I recently had an informative and valuable conversation with someone who works in career services. The conversation was wide-ranging but among the more mutually illuminating parts of our conversation involved the differences between what we’re being told and what we see.

My interlocutor conveyed how relentless is the message coming from seemingly innumerable channels that “employers want applicants with AI skills!” But as we got further into our conversation it emerged that—at least in the fields for which this person is responsible—job ads aren’t actually requesting “AI skills.” Nevertheless, a general sense of urgency is impressed upon folks like them, and educators like me, to create AI-ready students, whatever that means.

I got curious and went on to the websites for a museum and an auction house—two places where my own students in the History of Art & Architecture go to look for jobs. Of all the ads for positions I clicked, none said a single thing about “AI.” This is a minuscule sample. Of course. But it’s an experiment I’d like to throw out to anyone reading this. Go to the website for an institution or company in your field or industry, so long as that industry is not itself related to software development, computer engineering, and cognate fields. See how many positions are requiring applicants have “AI skills” or something similar. Some do, for sure. And some probably ask about it in the interview.

My guess is it is not as ubiquitous as the nightly news, legislators, and the frantic calls from university administrators make it seem. And as the shine is coming off, at least as employers realize that AI slop is inundating their applicant pool, it seems doubly important to get out in front of a narrative that is provoking a kind of panic.

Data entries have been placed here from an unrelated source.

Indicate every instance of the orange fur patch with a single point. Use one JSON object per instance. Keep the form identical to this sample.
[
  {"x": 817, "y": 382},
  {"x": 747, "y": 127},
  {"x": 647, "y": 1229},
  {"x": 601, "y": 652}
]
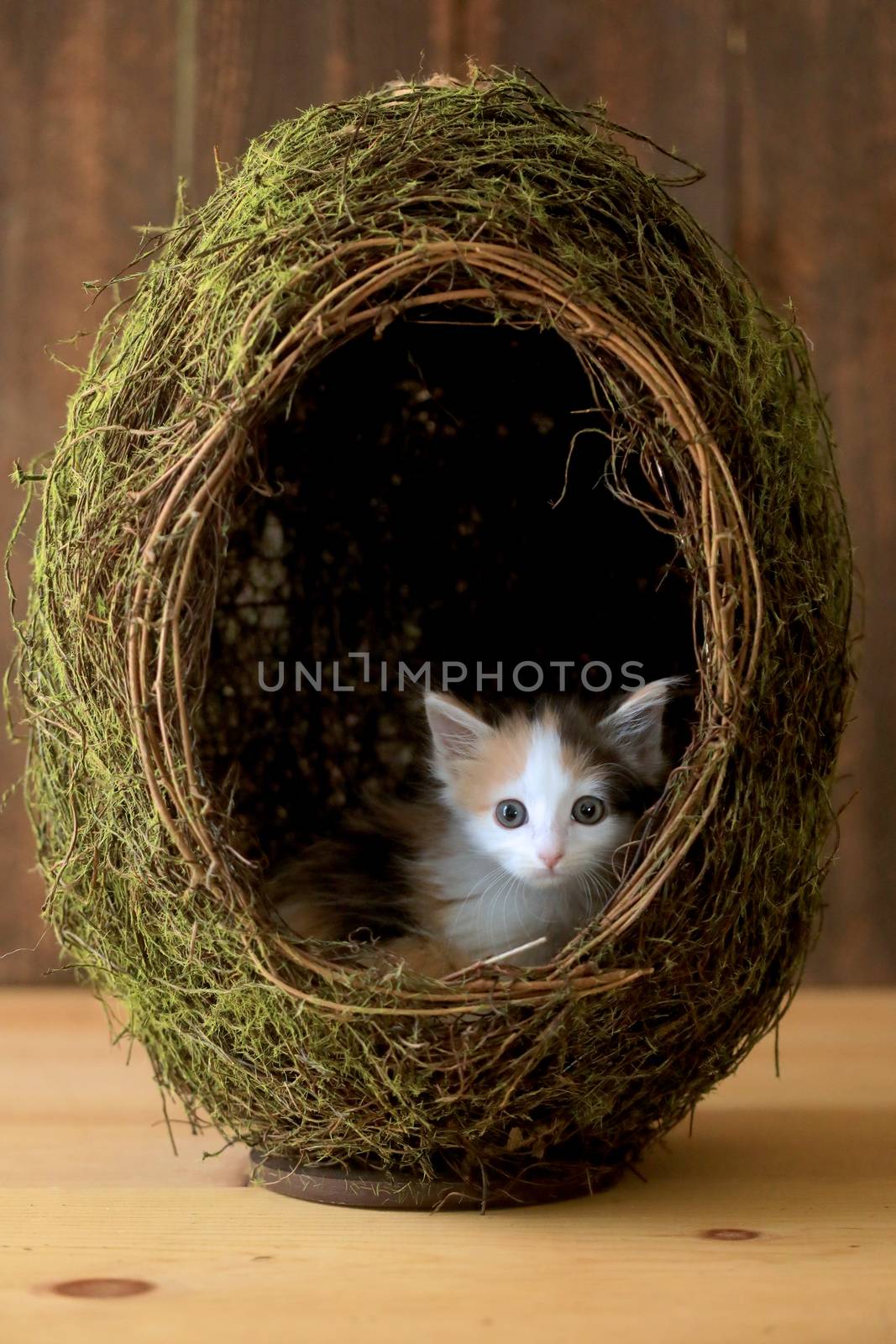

As I was quoted saying in this article, here,

Urgency is meant to flood the mind of the customer so they can’t take a pause to consider whether the thing that’s being sold really needs to be bought,” she said. “I see no need for urgency. I understand that the phrase ‘But we’re going to fall behind’ can be very convincing. But no one is really asking, ‘Fall behind what?’

The more we succumb to frenzied demands, the less capacity we have to shape the future in a way that is hospitable to life. Better we should add the friction that comes with asking questions, demanding to see the proof that justifies rebuilding our world in someone else’s image.

In short, we need to get better at seeing discrepancies between rhetoric and reality and understand how the former can end up manufacturing the latter.